A California man has launched a class action lawsuit against Brita, a popular water filtration system manufacturer, alleging the system fails to effectively remove hazardous substances as claimed on its packaging. Nicholas Brown, who purchased a Brita Everyday Water Pitcher based on packaging claims, contends the system doesn’t meet its advertised contaminant reduction standards. Brown’s lawsuit seeks to include other consumers who bought Brita products in the past four years, accusing the company of violating laws against false advertising and unfair competition.

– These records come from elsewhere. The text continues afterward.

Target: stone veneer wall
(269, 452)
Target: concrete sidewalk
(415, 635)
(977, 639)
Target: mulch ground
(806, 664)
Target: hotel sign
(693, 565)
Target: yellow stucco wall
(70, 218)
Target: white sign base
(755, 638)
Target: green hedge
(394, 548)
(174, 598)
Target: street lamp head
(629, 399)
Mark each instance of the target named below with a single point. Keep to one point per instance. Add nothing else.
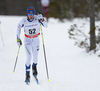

Seoul is preparing to host a new art and design fair called DEFINE Seoul in November, organized by the company behind the Art Busan fair. This event will feature about 35 exhibitors and take place in the Seongsu design district, showcasing what the organizers describe as an “Eastern aesthetic and Korean heritage.” The expansion comes as Korea’s art and cultural scene is gaining global attention, with Art Busan already having staged a design section at its Busan fair in 2020 as a precursor to this fair in Seoul. The event marks a major move for the Art Busan brand, which has been planning expansion both digitally and offline.
Thousands of Burning Man festival-goers in Nevada’s desert faced a weekend of stranding due to heavy rain on Friday night, which prompted the closure of the entry and exit road from the makeshift town. Festival organizers reported the road’s reopening on Monday, with the “exodus” starting as the ground dried up. Attendees were advised to conserve resources temporarily, and the festival’s central event, the burning of a humanlike sculpture, was delayed twice before occurring on Monday night. A police investigation was ongoing into a festival-related death, apparently unrelated to the weather.
After 37 years of restoration, almost mirroring the original 12th-century construction timeline, Salisbury Cathedral’s arduous repair project will conclude with a “topping out” ceremony to celebrate the end of a restoration effort that began in 1986. The cathedral’s clerk of works, Gary Price, expressed his honor to have participated in the substantial repair program. The restoration involved replacing approximately 1,100 stones, cleaning windows, restoring wooden frames, and other necessary repairs. Following the ceremony, a six-week process of dismantling scaffolding will commence, revealing restored rooftops and parapets.